The third chapter, Keeping Technology Where You Want It was actually pretty interesting. Of course, again it's inapplicable, because if I start to turn off my phone, my family will panic and think something happened to me in an earthquake.

The "somewhat helpful" chapters were Family First and Building Community. Family First talks about strengthening family bonds, although it focuses on people who have already given birth. And live in the same country. And are pretty young. Some of the activities suggested feel like they'll appeal only to younger kids, and to older kids if this is what they've been doing their whole lives. Building Community was interesting but again, the tips were generic.

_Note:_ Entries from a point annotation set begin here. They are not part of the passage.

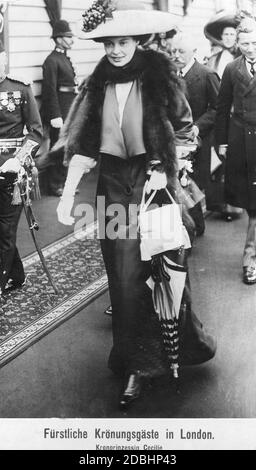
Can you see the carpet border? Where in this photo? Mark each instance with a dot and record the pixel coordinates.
(18, 342)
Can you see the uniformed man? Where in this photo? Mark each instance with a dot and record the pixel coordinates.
(58, 91)
(236, 136)
(20, 134)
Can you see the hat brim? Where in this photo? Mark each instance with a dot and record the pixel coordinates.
(130, 23)
(214, 28)
(63, 35)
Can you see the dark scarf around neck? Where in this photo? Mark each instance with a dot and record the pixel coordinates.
(161, 95)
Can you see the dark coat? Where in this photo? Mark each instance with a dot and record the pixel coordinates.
(58, 71)
(167, 119)
(202, 92)
(238, 94)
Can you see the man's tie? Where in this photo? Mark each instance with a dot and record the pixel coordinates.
(252, 70)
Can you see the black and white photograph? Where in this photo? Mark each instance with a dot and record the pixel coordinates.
(128, 224)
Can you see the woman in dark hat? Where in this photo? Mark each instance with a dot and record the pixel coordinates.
(132, 119)
(221, 31)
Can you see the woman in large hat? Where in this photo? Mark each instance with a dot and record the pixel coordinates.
(221, 31)
(131, 118)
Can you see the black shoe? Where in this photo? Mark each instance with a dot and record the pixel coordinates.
(56, 192)
(228, 217)
(132, 390)
(12, 285)
(249, 274)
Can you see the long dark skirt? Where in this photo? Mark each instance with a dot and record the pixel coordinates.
(137, 339)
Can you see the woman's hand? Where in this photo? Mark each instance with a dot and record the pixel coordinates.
(157, 181)
(222, 151)
(184, 151)
(12, 165)
(64, 210)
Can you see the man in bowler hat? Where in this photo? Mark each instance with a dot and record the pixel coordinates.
(18, 111)
(59, 88)
(236, 136)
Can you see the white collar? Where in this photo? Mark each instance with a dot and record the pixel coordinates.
(188, 66)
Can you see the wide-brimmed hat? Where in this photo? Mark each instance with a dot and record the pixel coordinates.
(122, 18)
(214, 28)
(61, 29)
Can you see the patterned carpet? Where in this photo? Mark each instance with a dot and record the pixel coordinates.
(27, 314)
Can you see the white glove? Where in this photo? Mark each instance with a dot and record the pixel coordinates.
(79, 164)
(12, 165)
(57, 123)
(157, 181)
(223, 150)
(186, 164)
(64, 209)
(196, 130)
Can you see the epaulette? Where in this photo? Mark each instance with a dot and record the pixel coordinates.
(18, 79)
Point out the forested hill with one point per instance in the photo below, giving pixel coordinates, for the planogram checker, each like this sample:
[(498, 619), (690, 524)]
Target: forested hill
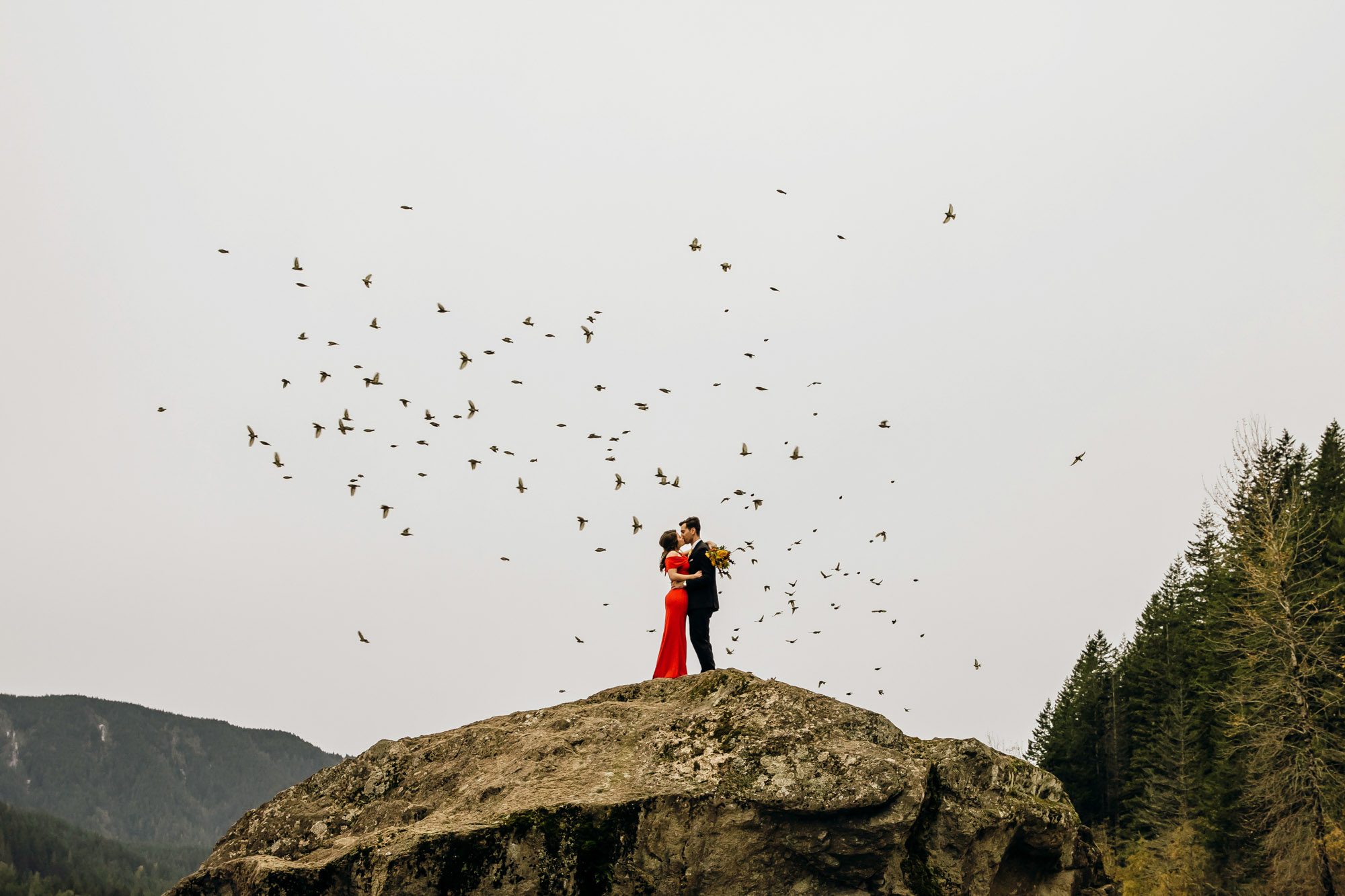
[(45, 856), (1211, 744), (139, 774)]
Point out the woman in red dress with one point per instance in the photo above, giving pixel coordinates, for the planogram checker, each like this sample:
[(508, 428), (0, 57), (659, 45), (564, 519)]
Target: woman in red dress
[(672, 662)]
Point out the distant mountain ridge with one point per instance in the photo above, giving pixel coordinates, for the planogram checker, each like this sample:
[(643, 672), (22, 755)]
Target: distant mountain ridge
[(143, 775), (45, 856)]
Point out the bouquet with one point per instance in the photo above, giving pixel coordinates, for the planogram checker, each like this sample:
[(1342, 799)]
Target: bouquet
[(722, 559)]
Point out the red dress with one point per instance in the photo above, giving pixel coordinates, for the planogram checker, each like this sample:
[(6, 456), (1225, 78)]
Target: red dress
[(673, 650)]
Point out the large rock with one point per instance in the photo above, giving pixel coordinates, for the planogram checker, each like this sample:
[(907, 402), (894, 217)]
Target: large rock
[(716, 783)]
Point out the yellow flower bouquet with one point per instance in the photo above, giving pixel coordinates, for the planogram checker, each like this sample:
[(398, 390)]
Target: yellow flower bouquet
[(722, 559)]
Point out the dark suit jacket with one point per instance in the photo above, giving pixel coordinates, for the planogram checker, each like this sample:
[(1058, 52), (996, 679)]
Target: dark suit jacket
[(701, 594)]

 "Coming Home" was definitely my favourite chapter. It made a case for a simple lifestyle, and it should have been the first chapter.

What I did like about this book was how it explained the Amish practices, from which I probably took more inspiration than the author's tips. I felt as though the book was targeted towards an American mother, while I'm a single teen studying overseas. A bit of a disconnect.

It's definitely a book to keep in mind though, if you have a family and you don't want them to get caught up in the whole technology race. And if you want to raise animals (the raising chickens/rabbits/goats chapter was interesting. Although I don't own a pet).

Somehow, I expected something different. I found that I knew most of this stuff, from reading those "live on a budget" and "be organised" type of books that people started passing to me when they found out I was going to be living overseas.

Disclaimer: I got a free copy of this book from NetGalley in exchange for a free and honest review.